On Wed, 29 Jul 2015 06:26:44 +0200, Lennart Regebro <regebro@gmail.com> wrote:
On Tue, Jul 28, 2015 at 10:26 PM, Tim Peters <tim.peters@gmail.com> wrote:
I have yet to see a use case for that.
Of course you have. When you address them, you usually dismiss them as "calendar operations" (IIRC).
Those are not usecases for this broken behaviour.
I agree there is a usecase for where you want to add one day to an 8am datetime, and get 8am the next day. Calling them "date operations" or "calendar operations" is not dismissing them. I got into this whole mess because I implemented calendars. That use case is the main usecase for those operations.
But that usecase is easily handled in several ways. Already today in how datetime works, you have two solutions: The first is to use a time zone naive datetime. This is what most people who want to ignore time zones should use. The other is to separate the datetime into date and time objects and add a day to the date object.

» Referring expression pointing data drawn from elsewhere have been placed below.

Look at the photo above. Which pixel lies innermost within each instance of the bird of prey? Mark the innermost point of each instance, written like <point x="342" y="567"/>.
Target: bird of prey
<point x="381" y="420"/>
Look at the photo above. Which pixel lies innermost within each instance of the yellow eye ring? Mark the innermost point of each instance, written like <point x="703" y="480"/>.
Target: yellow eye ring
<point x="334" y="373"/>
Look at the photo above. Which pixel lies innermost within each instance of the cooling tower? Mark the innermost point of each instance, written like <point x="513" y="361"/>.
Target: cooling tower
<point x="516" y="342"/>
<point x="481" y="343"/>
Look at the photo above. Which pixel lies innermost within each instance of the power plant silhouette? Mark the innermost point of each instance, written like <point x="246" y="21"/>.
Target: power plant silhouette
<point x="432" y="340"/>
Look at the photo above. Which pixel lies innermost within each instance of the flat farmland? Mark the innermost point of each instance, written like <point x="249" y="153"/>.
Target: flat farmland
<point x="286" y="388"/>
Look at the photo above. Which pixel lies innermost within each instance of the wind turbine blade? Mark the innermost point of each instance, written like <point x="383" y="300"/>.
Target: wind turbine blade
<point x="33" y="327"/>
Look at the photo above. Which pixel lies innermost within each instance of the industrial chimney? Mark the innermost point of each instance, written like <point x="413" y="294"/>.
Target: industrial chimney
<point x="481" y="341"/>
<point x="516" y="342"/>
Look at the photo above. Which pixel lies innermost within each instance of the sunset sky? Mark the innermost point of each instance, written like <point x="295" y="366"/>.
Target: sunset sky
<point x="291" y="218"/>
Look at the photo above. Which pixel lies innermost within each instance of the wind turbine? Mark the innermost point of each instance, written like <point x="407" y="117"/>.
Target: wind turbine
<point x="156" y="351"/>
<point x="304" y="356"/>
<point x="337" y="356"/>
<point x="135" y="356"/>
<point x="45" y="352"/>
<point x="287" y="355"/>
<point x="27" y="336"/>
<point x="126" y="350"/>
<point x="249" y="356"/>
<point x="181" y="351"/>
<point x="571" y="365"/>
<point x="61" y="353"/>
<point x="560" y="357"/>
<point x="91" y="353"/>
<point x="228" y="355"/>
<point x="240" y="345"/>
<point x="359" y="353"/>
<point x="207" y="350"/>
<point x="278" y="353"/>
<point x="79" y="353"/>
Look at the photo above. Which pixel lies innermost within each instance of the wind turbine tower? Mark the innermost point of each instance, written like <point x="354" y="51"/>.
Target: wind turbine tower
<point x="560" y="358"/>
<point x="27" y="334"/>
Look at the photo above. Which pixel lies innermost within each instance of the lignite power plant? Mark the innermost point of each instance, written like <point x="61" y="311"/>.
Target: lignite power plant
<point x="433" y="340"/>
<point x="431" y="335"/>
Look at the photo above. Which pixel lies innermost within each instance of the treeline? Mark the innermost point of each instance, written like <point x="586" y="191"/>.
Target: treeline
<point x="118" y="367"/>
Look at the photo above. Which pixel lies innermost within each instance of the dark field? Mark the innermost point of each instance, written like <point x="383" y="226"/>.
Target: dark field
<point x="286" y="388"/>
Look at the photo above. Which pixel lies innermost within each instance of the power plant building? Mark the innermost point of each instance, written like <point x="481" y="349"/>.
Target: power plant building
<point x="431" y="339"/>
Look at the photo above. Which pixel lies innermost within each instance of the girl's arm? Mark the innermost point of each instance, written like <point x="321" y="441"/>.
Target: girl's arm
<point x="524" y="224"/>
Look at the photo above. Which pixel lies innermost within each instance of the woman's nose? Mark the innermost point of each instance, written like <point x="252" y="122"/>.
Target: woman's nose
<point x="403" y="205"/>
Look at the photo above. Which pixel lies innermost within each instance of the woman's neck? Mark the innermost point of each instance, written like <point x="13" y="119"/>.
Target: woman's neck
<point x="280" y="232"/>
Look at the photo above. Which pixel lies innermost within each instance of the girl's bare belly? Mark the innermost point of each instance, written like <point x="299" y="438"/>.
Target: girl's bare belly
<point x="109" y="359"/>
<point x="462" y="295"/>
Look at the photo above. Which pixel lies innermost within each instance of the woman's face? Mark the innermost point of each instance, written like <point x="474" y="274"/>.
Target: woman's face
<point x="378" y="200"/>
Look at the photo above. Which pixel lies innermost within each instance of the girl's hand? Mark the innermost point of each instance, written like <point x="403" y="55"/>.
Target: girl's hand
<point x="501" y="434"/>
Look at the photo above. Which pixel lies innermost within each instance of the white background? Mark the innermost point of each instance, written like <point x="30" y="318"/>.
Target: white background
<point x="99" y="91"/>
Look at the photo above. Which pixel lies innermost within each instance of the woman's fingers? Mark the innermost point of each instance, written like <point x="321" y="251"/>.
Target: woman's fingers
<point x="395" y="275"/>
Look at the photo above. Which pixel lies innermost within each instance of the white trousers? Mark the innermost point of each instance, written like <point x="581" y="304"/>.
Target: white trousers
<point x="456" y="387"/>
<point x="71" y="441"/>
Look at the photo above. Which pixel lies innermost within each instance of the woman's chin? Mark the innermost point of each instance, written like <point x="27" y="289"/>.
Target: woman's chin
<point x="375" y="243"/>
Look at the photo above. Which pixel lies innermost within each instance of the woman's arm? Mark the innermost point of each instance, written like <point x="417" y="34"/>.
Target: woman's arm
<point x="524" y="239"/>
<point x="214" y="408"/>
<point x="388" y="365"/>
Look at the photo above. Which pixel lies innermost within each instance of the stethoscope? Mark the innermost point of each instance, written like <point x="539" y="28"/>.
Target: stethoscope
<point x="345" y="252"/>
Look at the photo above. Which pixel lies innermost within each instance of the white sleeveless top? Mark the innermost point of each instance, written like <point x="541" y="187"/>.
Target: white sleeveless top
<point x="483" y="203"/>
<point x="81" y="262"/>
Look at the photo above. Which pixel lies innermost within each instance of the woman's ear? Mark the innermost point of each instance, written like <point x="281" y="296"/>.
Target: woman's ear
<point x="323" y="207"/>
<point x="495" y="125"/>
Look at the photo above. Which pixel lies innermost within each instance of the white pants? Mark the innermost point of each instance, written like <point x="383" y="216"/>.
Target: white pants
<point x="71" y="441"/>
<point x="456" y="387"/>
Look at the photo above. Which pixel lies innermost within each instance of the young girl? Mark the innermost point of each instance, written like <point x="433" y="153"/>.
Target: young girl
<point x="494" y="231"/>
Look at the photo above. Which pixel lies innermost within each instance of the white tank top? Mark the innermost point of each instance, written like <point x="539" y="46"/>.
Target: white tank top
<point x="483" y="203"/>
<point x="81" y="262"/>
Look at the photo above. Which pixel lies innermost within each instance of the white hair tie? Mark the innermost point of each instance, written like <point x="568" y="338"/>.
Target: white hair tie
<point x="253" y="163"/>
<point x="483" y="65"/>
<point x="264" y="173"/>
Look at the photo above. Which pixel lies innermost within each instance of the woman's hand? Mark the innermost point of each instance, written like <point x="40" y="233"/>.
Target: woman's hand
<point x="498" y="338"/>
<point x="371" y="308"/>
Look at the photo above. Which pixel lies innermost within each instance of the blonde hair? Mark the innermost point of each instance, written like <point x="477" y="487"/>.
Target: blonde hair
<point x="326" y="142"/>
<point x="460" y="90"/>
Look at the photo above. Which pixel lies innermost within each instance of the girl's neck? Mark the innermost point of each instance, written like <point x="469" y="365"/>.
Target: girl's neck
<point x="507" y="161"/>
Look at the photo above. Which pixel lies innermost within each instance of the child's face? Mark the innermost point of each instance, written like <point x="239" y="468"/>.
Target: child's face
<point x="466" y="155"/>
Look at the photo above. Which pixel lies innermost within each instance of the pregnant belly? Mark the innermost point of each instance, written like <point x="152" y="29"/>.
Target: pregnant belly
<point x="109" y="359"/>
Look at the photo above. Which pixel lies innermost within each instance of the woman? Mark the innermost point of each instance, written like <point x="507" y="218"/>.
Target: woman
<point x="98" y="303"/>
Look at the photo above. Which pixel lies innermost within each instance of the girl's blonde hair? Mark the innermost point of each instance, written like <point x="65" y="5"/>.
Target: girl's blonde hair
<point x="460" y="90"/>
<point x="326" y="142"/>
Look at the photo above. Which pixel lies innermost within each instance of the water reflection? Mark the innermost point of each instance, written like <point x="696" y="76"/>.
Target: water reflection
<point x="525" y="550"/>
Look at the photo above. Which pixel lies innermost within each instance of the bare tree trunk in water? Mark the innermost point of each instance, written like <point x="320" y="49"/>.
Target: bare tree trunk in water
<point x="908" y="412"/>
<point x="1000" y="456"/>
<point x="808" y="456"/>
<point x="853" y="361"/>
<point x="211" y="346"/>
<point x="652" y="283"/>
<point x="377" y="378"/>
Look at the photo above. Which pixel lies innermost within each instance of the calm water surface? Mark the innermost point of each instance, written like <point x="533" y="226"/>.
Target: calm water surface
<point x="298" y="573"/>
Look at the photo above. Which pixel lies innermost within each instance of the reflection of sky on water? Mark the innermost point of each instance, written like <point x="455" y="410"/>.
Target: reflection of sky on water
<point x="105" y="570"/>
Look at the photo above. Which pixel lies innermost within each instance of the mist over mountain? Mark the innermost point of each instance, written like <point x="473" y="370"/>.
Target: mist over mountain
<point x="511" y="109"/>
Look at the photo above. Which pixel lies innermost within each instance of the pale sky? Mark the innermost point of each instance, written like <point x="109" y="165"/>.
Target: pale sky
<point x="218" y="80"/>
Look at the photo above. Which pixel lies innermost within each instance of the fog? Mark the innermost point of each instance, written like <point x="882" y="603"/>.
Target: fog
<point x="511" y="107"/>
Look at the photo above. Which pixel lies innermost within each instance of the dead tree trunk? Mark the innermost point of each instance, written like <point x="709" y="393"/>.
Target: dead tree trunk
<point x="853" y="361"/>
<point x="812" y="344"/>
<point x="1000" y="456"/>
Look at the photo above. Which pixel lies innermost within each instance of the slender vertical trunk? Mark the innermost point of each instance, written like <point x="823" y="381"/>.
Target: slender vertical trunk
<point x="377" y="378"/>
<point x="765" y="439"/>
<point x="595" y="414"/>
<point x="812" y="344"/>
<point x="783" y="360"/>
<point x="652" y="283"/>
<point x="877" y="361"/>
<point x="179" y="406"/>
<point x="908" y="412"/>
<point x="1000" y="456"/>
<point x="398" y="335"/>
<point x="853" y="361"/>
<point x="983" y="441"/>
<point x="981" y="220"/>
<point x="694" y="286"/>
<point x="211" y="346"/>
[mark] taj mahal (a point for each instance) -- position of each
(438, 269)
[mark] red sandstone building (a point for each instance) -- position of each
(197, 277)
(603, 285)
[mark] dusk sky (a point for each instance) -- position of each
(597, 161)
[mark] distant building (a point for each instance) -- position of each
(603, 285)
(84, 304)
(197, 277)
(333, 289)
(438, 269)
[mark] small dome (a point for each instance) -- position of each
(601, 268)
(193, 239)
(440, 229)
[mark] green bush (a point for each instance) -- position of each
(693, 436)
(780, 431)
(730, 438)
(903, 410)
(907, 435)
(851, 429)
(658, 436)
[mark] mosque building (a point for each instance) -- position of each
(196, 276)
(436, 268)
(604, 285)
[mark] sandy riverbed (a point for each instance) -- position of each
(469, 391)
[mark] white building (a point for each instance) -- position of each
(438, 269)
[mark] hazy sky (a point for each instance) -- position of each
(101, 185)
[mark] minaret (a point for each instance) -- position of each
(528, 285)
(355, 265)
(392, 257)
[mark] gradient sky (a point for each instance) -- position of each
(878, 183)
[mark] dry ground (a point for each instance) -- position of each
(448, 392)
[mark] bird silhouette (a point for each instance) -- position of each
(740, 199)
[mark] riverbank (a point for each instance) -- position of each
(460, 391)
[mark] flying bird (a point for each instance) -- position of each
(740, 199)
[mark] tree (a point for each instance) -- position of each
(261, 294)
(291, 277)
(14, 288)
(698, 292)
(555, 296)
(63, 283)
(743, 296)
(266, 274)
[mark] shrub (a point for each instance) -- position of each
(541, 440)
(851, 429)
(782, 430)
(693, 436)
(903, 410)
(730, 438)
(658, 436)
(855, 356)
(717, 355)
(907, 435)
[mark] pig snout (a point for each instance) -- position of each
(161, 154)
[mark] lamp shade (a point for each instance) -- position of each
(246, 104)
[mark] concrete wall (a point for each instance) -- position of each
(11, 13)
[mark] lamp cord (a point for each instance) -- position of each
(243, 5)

I said I was done commenting, and this is supposed to move to the datetime-sig, but this "lack of use cases" keeps coming up, so I'm going to make one more comment, repeating something I said earlier. What *I* want aware datetimes to do is give me the correct timezone label when I format them, given the date and time information they hold. The naive arithmetic is perfect, the conversion between timezones is fine, the only thing missing from my point of view is a timezone database such that if I tell a datetime it is in zone X, it will print the correct offset and/or timezone label when I format it as a string. That's my use case; and it is, I would venture to guess, *the* most common use case that datetime does not currently support, and I was very disappointed to find that pytz didn't support it either (except via 'normalize' calls, but why should I have to call normalize every time I do datetime arithmetic? It should just *do* it.) Anything more would be gravy from my point of view. Now, maybe tzinfo can't actually support this, but I haven't heard Tim say that it can't. Since the datetime is always passed to tzinfo, I think it can. --David PS: annoying story: I scheduled an event six months in advance on my tablet's calendar, and it scheduled it using what was my *current* GMT offset (it calls it a time zone) even though it knew what date I was scheduling it on. Which meant the alarm in my calendar was off by an hour. I hope they have fixed this bug. I relay this because it is exactly the same problem I find to be present in pytz. If the calendar had been using aware datetimes and naive arithmetic as I describe above, the alarm would not have been off by an hour.